Several international and regional civil society organisations have called on the Government to immediately withdraw its police report against independent regional journalism outlet New Naratif, and to stop “abusing the law to harass” human rights defenders and independent journalists.
Just today (2 Oct), a joint statement issued by the ASEAN Parliamentarians for Human Rights (APHR), Amnesty International, Article 19, CIVICUS, Forum Asia, Human Rights Watch, and Scholars at Risk urged the Singapore Government to drop its police report against New Naratif.
“We, the undersigned civil society organizations, urge the Government of Singapore to order the Elections Department (ELD) to immediately withdraw its police report against New Naratif, and to cease abusing the law to harass critical voices and independent journalists.”
The organisations said the police report made against the publication follows “a well-documented pattern of Singaporean authorities using vague and broadly-worded laws to unduly restrict the right to freedom of expression, and harass human rights defenders and independent journalists”.
The Elections Department (ELD) under the Prime Minister’s Office had earlier on (18 Sept) issued a press statement saying that the Assistant Returning Officer (ARO) had filed a police report against New Naratif.
The publication, which co-founded and managed by historian Thum Ping Tjin, was alleged of publishing “paid advertisements that amounted to the illegal conduct of election activity under s83(2) of the Parliamentary Elections Act (PEA) during the recent 2020 General Election”.
The ARO had issued three notices to Facebook on 3 July, 7 July, and 8 July 2020 to remove five unauthorised paid advertisements published on its platform by New Naratif.
New Naratif condemned the police report made against it as a politically motivated attack on freedom of expression and described it as harassment.
Under the PEA, the conduct of any election activity requires prior written authority signed by a candidate or their election agent.
ELD claimed that neither New Naratif nor its representatives or agents were authorised by any candidate or election agent in this GE to conduct election activity.
However, the civil society organisations pointed out that the scope of “election activity” under the PEA is “extremely broad”.
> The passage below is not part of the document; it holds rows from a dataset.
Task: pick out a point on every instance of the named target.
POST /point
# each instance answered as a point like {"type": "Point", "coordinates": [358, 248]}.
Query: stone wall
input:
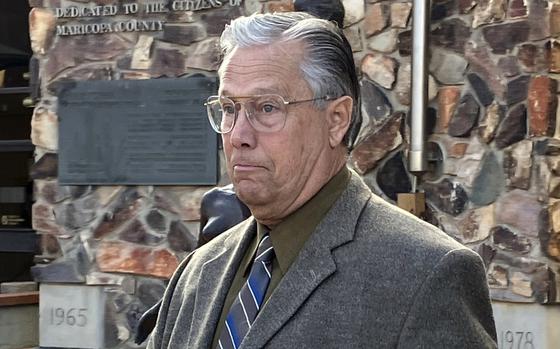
{"type": "Point", "coordinates": [494, 149]}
“Virtually any act of information dissemination or awareness-raising relating to key issues of public interest conducted in the lead-up to or during an election can fall under the overbroad scope of ‘promoting electoral success’ or ‘prejudicing electoral prospects,’ and must therefore receive prior written authorization.
“The provision is so vague that it does not allow for individuals to be able to adequately predict what activity could fall foul of the law, while allowing the Elections Department to control, censor and potentially criminalize any political speech and discussion during the election period,” they stated.
Citing the international human rights law, the civil society organisations pointed out that the PEA has failed to meet the requirements for restricting freedom of expression.
“According to international human rights law, all restrictions on freedom of expression should be provided for by clear, detailed and well-defined laws; be imposed to serve a legitimate aim, namely to protect the rights and reputation of others, national security, public order, public health or public morals; and restrictions must be both necessary and proportionate to achieve the defined legitimate aim.”
Additionally, they urged the Government to repeal all repressive laws that curtail the rights of freedom of expression and proposed to impose legal mechanisms to ensure that the rights are applied to all and not subject to “unlawful restrictions”.
“Furthermore, the law is particularly problematic as the Elections Department is not an independent body but is part of the Prime Minister’s Office.
“This allows for discriminate advantage to be given by the ELD, which answers to the Prime Minister, to information, expression and opinions expressed in line with or favourable to the ruling party, rather than politically opposing viewpoints.”
The organisations also implored the Government to “end the intimidation and harassment” of human rights defenders and stop abusing the legal system.
They emphasized that the right to freedom of expression is “crucial” during elections, and that it should be “guaranteed” by allowing free media, freedom to discuss and debate public affairs, and the right to hold peaceful assemblies.
While associations should be able to engage in “a plurality of political ideas and viewpoints” through fair and balanced election campaigning and advertising.
“Particularly within the context of Singapore, where the election campaign period often lasts only for days or a couple of weeks this provision allows for censuring of independent media outlets crucial to facilitate information and dialogue on key issues of public interest within a narrow period during which it is most pertinent to people in Singapore prior to the casting of their votes,” the organisations asserted.